Jacqueline Cuypers, 80, Warke's wife was the next to die.

Kevin said: "My father and uncle had just told her that grandpa had died when she got a phone call from the hospital about her own diagnosis. It turned out that grandma was also infected with the coron virus."
He said she was admitted to the hospital because of her oxygen levels and did not have an easy death.
He said: "There she was alone in her room, fighting for her life, while she had to deal with her husband's death.
"That was hell for us as a family. We could call and video chat with her, but still. That's not the same."
He said right up to the end they thought that she would survive.
He added: "We thought sincerely: She'll get through. She thought so too. We were even laughing with her on day five. She had every reason to carry on living. Her newest great-grandchild is on the way. She definitely wanted to get to know the baby."

But she deteriorated suddenly and died on day nine in the hospital.
He said: "We got to speak to her one last time, with video chat. There we were, all at the same time in front of the screen. She was there and listened, but showed little emotion. Maybe because of the morphine. Still, it was important to see her. I had to see with my own eyes how bad she was to believe it."
As they struggled to make funeral arrangements, the family were then told that their other grandparents Jef Vanhaeren, 84, and his wife Dora Jooken, 80, were affected two weeks later.
They said they were floored by the news because their grandmother Jacqueline was the healthiest of all four, and after she succumbed they were more than a little worried about the other two.
The grandfather Jef was the first to die, he suffered a short illness and refused to go to hospital because he did not want to die alone.
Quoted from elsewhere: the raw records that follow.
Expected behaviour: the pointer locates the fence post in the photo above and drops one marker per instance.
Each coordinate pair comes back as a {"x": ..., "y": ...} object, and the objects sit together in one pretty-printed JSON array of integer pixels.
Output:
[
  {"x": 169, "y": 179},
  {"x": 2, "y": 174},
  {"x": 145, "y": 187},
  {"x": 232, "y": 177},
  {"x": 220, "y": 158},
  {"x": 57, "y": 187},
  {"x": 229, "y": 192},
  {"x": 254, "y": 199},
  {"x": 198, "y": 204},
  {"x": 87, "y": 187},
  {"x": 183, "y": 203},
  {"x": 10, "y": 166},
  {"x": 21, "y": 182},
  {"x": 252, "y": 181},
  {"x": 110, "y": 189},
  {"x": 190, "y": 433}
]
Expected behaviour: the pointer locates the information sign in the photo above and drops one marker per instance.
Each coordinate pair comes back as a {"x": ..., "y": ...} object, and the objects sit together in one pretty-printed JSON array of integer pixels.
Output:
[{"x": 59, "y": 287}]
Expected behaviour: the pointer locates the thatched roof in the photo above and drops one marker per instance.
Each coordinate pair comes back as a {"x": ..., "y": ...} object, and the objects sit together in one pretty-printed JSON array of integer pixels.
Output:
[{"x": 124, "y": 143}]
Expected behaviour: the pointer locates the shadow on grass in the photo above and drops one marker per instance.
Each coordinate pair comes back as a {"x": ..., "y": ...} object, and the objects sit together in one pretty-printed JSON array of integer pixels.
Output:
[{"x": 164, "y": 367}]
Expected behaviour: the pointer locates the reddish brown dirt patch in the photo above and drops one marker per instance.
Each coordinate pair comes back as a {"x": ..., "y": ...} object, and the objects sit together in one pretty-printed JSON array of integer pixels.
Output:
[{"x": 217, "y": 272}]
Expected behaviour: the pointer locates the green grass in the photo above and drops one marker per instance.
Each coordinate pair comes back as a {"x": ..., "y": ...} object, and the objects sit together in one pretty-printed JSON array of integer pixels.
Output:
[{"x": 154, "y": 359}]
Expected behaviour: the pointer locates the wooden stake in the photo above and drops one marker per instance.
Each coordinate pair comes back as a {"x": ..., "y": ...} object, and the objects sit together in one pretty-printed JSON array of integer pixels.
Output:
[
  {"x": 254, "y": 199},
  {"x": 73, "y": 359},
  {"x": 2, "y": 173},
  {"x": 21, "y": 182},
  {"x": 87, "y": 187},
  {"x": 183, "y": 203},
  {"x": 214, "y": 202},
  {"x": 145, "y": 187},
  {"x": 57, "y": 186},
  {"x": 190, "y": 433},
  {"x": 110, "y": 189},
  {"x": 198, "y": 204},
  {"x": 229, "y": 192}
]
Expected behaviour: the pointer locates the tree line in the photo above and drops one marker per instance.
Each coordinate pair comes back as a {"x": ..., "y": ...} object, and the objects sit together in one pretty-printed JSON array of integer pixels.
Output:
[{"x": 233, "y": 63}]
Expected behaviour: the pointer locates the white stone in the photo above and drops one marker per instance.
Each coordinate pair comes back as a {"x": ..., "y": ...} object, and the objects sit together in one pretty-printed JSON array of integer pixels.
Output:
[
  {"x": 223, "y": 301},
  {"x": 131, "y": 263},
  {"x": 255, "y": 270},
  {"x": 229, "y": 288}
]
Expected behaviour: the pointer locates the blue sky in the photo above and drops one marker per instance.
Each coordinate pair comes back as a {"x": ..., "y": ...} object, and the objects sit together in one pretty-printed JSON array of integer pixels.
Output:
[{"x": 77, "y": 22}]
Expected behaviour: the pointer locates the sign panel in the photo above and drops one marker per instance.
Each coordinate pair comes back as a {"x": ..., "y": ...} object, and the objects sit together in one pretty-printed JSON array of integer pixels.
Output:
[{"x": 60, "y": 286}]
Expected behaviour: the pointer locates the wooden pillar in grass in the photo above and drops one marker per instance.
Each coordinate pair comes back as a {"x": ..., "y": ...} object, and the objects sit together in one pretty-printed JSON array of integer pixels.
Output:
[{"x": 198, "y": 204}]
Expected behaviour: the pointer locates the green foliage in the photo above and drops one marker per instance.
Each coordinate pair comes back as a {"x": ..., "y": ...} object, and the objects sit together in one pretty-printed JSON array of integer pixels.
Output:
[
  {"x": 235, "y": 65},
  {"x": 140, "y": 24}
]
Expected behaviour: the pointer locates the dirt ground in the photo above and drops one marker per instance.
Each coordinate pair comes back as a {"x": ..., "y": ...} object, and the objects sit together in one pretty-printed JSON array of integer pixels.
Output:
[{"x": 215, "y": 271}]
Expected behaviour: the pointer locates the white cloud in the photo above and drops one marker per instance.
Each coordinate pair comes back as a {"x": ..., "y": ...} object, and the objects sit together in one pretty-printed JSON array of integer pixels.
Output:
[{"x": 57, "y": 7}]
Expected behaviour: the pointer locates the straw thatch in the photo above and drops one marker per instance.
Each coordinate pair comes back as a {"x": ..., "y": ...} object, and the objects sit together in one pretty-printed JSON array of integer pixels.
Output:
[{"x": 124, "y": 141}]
His wife Dora also died at home a month after him.
He said: "In the end it meant that she also died alone."
The brothers say one thing that devastated in particular was the fact that the family stayed away from the grandparents so that they didn't get the virus, but they got it anyway and died.
He said: "We told ourselves we would make up for the lost time later, but they still got the virus.
"And now we can never make up for that lost time."